Protest ma być kontynuowany w piątek, w 27. rocznica podpisania Porozumień Sierpniowych.
Tego samego dnia w Gdańsku dojdzie jednak także do spotkania w tej sprawie z unijną komisarz ds. konkurencji - Neelie Kroes. W spotkaniu, które ma rozpocząć się w południe, wezmą też udział polscy eurodeputowani: Jerzy Buzek, Marcin Libicki i Czesław Siekierski. List otwarty do unijnych komisarzy w obronie stoczni wystosował także Marszałek Senatu Bogdan Borusewicz.
W Parlamencie Europejskim za gdańskimi stoczniowcami ujęli się komuniści. Na ich wniosek szefowie frakcji PE zdecydowali, że we wtorek rano podczas sesji plenarnej w Strasburgu odbędzie się specjalna debata na temat problemów Stoczni Gdańsk.
- To będzie tylko debata, nie przewidziano przyjęcia rezolucji w tej sprawie. Weźmie w niej udział przedstawiciel Komisji Europejskiej - powiedziała PAP szefowa serwisu prasowego PE Marjory van den Broeke.
Na początku tygodnia lider frakcji komunistycznej w PE Francis Wurtz zaapelował, by Komisja Europejska wytłumaczyła się eurodeputowanym ze stawianych Stoczni Gdańsk żądań ograniczenia produkcji, które jego zdaniem "oznaczają śmierć tego przedsiębiorstwa-symbolu".

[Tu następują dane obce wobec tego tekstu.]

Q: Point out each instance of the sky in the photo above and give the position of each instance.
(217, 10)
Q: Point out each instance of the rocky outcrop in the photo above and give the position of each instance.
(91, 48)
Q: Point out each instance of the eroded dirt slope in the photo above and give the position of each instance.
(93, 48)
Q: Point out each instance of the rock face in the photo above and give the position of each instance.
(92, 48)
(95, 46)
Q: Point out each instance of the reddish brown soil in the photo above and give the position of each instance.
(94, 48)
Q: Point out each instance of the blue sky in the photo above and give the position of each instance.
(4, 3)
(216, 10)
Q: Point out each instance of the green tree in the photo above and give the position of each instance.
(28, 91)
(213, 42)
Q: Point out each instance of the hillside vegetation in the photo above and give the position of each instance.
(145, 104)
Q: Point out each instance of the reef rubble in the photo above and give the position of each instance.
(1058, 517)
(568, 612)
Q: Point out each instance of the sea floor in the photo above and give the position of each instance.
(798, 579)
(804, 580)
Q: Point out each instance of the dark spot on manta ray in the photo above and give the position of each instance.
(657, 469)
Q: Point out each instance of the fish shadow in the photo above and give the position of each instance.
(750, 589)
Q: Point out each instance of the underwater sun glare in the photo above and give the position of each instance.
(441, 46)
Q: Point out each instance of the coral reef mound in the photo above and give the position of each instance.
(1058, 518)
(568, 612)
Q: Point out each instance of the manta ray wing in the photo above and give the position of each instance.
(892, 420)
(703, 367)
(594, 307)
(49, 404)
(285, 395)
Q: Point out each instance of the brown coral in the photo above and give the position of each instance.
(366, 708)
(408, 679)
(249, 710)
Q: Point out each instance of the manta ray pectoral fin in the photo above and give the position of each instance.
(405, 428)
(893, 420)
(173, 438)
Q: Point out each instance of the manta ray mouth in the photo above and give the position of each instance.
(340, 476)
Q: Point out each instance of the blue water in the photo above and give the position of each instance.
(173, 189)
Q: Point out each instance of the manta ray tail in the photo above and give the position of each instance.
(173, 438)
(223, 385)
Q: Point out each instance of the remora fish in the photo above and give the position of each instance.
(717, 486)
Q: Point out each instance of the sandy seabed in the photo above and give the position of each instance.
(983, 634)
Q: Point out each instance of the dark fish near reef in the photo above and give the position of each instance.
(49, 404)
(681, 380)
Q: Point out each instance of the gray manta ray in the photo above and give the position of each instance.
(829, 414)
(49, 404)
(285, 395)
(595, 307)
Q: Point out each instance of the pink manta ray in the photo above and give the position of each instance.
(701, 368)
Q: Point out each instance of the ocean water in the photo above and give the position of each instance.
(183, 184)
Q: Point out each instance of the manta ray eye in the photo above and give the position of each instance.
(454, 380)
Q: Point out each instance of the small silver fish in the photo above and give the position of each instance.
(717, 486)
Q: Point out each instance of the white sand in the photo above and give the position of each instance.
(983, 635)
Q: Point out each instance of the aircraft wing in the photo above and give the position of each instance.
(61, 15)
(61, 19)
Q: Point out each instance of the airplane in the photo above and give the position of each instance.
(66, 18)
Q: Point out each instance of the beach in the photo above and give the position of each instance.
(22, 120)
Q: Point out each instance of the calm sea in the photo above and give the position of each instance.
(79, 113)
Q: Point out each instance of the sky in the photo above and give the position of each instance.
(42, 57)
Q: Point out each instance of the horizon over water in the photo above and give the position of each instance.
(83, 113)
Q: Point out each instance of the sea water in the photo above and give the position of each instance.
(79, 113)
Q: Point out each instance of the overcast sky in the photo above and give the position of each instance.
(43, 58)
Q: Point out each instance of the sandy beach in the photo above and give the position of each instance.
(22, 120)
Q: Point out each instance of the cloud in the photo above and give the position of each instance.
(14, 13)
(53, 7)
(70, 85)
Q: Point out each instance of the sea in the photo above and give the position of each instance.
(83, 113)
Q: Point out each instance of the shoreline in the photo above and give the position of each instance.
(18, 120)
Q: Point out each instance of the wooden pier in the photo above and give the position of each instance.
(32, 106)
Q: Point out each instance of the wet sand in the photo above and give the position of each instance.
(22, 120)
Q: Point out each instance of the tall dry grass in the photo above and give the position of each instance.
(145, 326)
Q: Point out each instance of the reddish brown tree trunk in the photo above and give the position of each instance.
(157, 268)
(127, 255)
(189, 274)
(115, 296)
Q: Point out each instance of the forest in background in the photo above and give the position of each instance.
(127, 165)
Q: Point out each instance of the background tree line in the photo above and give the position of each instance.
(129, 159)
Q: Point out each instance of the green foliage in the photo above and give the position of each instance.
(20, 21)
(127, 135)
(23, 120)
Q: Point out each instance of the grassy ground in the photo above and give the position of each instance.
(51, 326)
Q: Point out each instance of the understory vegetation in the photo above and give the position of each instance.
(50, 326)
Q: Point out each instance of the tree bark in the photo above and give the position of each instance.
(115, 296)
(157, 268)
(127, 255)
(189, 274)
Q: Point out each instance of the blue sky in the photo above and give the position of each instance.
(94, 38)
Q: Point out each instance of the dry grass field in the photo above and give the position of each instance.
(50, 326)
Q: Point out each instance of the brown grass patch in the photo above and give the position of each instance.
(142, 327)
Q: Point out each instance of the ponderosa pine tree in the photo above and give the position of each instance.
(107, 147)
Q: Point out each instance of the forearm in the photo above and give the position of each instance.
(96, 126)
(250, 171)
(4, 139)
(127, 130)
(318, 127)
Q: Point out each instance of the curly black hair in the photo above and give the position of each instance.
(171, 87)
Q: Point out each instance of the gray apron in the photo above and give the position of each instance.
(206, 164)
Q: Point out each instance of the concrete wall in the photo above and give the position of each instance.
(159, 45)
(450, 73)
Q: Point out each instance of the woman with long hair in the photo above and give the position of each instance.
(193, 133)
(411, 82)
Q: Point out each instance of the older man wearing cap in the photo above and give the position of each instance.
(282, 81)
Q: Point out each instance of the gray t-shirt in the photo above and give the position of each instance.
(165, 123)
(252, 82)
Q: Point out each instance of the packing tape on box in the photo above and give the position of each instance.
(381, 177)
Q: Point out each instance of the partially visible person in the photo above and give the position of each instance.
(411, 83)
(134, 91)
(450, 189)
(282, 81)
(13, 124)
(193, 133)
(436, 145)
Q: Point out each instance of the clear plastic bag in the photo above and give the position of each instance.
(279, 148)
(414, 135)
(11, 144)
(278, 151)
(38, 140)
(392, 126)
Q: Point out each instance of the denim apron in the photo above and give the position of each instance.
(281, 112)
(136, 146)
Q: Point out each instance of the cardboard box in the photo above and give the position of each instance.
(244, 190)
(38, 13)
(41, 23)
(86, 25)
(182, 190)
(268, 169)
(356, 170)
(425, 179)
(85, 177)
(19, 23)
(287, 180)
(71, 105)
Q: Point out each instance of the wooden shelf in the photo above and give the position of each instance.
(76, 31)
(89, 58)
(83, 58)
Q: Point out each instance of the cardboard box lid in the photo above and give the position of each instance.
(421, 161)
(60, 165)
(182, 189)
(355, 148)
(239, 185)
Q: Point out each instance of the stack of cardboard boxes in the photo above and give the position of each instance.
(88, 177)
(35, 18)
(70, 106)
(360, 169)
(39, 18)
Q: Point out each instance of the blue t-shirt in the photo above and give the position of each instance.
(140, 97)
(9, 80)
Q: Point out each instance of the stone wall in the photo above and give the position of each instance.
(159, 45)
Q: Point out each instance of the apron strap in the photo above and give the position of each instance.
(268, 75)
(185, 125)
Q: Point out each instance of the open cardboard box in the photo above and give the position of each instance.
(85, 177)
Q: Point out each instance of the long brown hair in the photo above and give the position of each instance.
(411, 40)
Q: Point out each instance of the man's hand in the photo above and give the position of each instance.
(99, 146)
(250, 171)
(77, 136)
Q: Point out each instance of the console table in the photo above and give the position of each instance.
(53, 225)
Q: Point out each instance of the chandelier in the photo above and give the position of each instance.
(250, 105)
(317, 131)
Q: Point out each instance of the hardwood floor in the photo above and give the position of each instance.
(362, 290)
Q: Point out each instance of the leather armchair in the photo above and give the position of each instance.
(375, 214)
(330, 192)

- Ta sprawa (Stoczni Gdańskiej) ilustruje do granic absurdu ograniczoność kryteriów, które stosuje i których nadużywa niezwykle silna Dyrekcja ds. Konkurencji KE, by "regulować rynek", nie przejmując się, że może to doprowadzić do upadku tego historycznego przedsiębiorstwa, zatrudniającego 3 tys. robotników w nowym kraju UE, którego populacja doświadczyła już wielu trudności, o których wszyscy wiemy - oświadczył lider frakcji komunistów.
W lipcu br. Komisja Europejska postawiła ultimatum, dając Polsce miesiąc na przedstawienie planów redukcji mocy produkcyjnych Stoczni Gdańsk. KE żąda zamknięcia dwóch z trzech pochylni. Jeśli to nie nastąpi, gdański zakład będzie musiał zwrócić pomoc publiczną, jaką dostał od polskiego rządu po 1 maja 2004 r., czyli po przystąpieniu Polski do UE. Może chodzić o kwotę nawet 100 mln zł.
Ministerstwo Gospodarki, udzielając 20 sierpnia Komisji Europejskiej odpowiedzi, uznało, że aby Stocznia Gdańsk była rentowna, potrzebne są dwie pochylnie.
Komisja wciąż analizuje przesłane przez polski rząd dokumenty, a nieoficjalnie w Brukseli mówi się, że KE podejmie decyzję nawet dopiero w drugiej połowie października.